Microrrelato de Rubén Abella: Londres
Tras una nueva bronca con su mujer, Richard salió de casa dando un portazo y se subió al coche.
—Esta vez se acabó —se dijo, con la voz enronquecida de tanto gritar.
Condujo a toda velocidad, espoleado por el desencanto.
Cerca de Ilford vio un todoterreno estrellado contra un poste de la luz. Se detuvo en el arcén y, olvidando sus propias circunstancias, corrió a echar una mano. El conductor estaba aplastado contra el volante, con el torso hundido y un ojo abierto que miraba ya desde la muerte. Junto a él descansaba un teléfono móvil que, asombrosamente intacto tras el choque, empezó a sonar.

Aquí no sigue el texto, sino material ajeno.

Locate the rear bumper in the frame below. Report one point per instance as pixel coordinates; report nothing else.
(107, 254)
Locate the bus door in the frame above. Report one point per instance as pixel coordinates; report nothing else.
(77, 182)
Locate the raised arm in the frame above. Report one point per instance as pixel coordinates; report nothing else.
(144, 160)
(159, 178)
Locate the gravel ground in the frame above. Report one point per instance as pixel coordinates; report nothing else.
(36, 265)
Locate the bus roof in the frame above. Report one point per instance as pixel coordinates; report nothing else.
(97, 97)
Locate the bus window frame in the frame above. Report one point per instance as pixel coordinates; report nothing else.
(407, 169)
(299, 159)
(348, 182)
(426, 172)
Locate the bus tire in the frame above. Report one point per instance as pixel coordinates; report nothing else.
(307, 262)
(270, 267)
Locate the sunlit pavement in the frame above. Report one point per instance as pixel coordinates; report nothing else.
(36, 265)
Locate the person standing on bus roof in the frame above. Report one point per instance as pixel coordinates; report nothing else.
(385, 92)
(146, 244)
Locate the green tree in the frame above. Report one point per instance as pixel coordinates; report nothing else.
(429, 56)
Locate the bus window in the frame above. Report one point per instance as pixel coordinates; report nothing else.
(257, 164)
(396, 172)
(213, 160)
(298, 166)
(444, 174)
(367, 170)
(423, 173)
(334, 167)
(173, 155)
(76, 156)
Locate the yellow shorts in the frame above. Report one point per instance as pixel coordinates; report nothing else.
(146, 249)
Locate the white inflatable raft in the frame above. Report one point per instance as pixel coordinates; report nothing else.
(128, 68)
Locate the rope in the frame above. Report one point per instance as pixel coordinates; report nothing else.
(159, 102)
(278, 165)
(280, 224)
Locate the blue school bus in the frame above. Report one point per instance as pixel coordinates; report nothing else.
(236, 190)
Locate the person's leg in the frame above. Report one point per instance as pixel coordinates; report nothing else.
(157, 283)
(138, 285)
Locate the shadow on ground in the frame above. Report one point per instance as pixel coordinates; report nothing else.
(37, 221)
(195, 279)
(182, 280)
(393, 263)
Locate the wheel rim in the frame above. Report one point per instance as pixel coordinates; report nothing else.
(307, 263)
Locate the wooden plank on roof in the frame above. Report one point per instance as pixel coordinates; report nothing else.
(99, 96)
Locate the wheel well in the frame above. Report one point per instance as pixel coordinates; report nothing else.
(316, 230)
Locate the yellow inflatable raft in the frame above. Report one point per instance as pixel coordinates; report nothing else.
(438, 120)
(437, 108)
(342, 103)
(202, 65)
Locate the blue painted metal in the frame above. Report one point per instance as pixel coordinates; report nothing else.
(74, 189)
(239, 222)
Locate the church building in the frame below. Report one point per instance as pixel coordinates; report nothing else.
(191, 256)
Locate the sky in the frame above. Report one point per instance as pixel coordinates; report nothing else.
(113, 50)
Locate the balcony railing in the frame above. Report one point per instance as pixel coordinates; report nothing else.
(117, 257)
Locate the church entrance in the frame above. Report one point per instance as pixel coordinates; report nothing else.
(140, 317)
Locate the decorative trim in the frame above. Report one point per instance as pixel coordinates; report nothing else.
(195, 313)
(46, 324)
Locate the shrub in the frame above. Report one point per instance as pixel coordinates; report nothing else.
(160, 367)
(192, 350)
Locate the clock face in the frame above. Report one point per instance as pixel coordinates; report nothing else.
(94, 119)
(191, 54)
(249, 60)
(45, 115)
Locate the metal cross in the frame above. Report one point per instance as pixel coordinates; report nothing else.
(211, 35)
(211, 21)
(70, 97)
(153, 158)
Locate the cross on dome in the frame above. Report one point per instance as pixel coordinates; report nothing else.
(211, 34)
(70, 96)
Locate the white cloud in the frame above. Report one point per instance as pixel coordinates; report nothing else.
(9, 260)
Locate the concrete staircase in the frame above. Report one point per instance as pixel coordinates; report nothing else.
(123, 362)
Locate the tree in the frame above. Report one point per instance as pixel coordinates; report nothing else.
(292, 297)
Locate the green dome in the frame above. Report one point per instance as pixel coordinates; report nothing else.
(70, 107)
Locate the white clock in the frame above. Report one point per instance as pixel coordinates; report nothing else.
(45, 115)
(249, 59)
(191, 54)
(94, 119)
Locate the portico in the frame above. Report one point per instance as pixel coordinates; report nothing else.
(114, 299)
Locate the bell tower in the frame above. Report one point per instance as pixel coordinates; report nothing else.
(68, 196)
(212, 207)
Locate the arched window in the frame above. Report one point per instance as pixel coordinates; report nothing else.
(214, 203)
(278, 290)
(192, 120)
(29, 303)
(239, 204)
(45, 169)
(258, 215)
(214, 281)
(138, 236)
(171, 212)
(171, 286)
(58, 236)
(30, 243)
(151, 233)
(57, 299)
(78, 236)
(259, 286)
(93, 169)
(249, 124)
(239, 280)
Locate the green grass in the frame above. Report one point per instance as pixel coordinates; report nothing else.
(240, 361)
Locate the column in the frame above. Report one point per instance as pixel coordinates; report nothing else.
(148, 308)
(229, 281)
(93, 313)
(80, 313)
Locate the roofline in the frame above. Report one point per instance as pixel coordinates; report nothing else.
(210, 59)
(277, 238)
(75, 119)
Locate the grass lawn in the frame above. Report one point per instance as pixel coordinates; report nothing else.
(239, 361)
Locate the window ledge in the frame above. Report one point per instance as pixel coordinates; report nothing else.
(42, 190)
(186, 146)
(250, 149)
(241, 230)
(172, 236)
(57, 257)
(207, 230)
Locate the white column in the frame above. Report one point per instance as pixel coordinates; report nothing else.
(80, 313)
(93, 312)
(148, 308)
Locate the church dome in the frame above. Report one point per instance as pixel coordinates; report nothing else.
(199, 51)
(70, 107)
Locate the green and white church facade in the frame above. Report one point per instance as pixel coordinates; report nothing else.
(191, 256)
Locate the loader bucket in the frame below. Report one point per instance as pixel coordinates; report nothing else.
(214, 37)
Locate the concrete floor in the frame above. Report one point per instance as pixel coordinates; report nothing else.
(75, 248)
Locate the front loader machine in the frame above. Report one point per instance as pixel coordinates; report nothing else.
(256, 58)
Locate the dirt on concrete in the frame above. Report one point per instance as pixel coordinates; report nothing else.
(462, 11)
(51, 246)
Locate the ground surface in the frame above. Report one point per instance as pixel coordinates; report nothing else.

Richard vaciló unos instantes, turbado por las ufanas reverberaciones de la sintonía en el ámbito lúgubre del accidente. Por fin introdujo la mano por la ventanilla rota del copiloto, cogió el teléfono y contestó.
—¿Sí? —dijo, con un hilo de voz.
—Amor, soy yo. Perdóname. Vuelve a casa, por favor. Te quiero…
No pudo escuchar más. Colgó el teléfono y, con un nudo en la garganta, se quedó mirando cómo las primeras gotas de lluvia salpicaban la pantalla.